Chowdhury had a bachelor's degree.

==Political career==

Chowdhury was a member of the 1st Jatiya Sangsad holding a reserved women's seat during 1973–1975.
Chowdhury became the Jatiya Sangsad member from the Faridpur-2 constituency in 2008, being re-elected in 2014 and 2018. She became the Deputy Leader of the House of Jatiya Sangsad on 12 February 2019 for the third consecutive term.

Chowdhury became the deputy leader of the House of Bangladesh Parliament in February 2009. She is only woman politician who served as General Secretary of Bangladesh Awami League from 1986 and held the position till 1992. Since then she was inducted into the Presidium.

Chowdhury was awarded Independence Day Award in 2010 by the Government of Bangladesh.

===Corruption allegation===
On 10 July 2008, the Anti-Corruption Commission (ACC) filed a case against Chowdhury over concealing wealth worth Tk 1.38 million and amassing it illegally.

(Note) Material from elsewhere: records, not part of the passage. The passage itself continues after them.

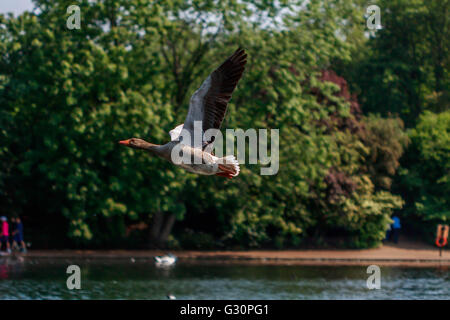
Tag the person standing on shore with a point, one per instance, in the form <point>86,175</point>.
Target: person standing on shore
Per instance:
<point>4,236</point>
<point>396,226</point>
<point>17,234</point>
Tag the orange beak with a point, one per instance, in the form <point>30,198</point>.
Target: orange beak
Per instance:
<point>125,142</point>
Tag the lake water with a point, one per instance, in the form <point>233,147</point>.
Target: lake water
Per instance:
<point>29,278</point>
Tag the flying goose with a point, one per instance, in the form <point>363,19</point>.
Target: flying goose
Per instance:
<point>207,107</point>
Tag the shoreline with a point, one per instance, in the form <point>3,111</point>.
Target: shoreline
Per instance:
<point>387,255</point>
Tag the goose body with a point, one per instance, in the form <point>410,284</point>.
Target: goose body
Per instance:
<point>207,107</point>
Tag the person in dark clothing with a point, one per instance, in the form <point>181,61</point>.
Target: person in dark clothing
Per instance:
<point>396,226</point>
<point>17,234</point>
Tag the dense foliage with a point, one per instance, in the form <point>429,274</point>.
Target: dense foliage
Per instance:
<point>67,97</point>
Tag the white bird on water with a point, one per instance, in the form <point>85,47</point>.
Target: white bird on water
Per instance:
<point>165,261</point>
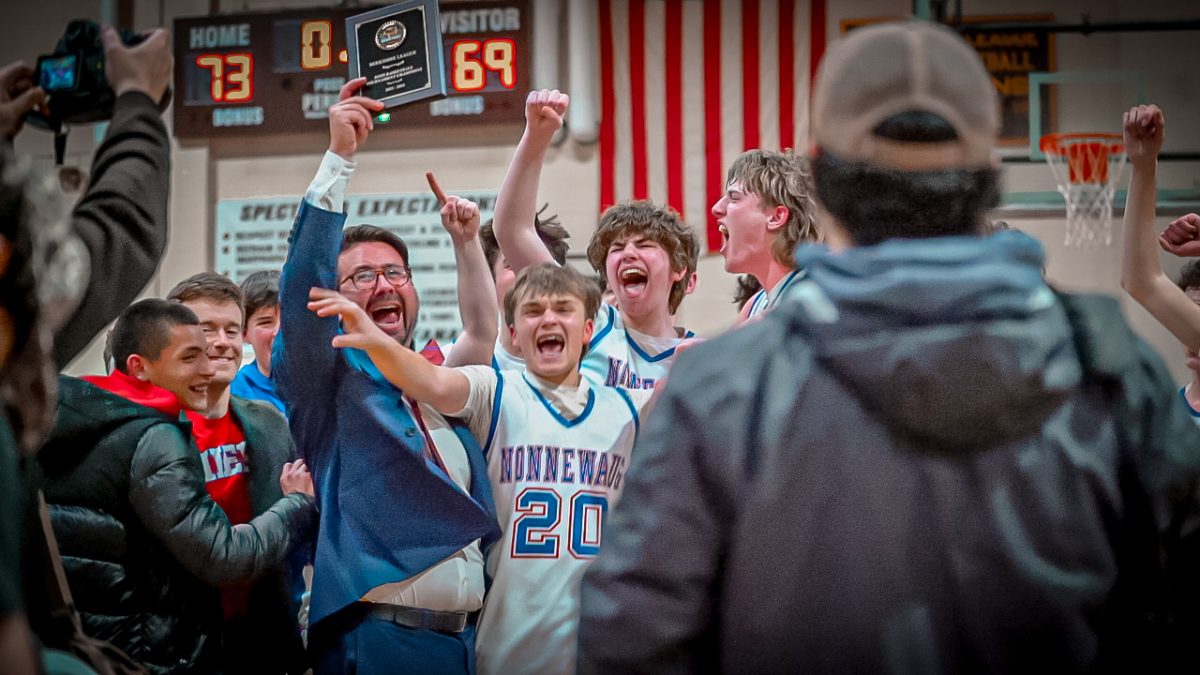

Chowdhury denied the allegation. On 18 November 2008, Bangladesh High Court stayed the proceedings against her in the case which was again upheld by the Supreme Court on 15 February 2010. She was granted bail by the High Court. On 29 November 2010, High Court revoked the proceedings of the case on the grounds that the charges against Chowdhury were not specifically disclosed in the case.

==Personal life==
Syeda Sajeda married Golam Akbar Chowdhury (d. 2015). Their youngest son, Shahdab Akbar Chowdhury, was sentenced to 12 years' imprisonment by a special court in 2008 for amassing wealth illegally and concealing information in his wealth statement submitted to the ACC.

Chowdhury died from complications of COVID-19 in Dhaka on 11 September 2022 aged 87. After her death, her son, Shahdab, selected by Awami League, ran for the vacant parliamentary position in by-poll election held on 5 November 2022.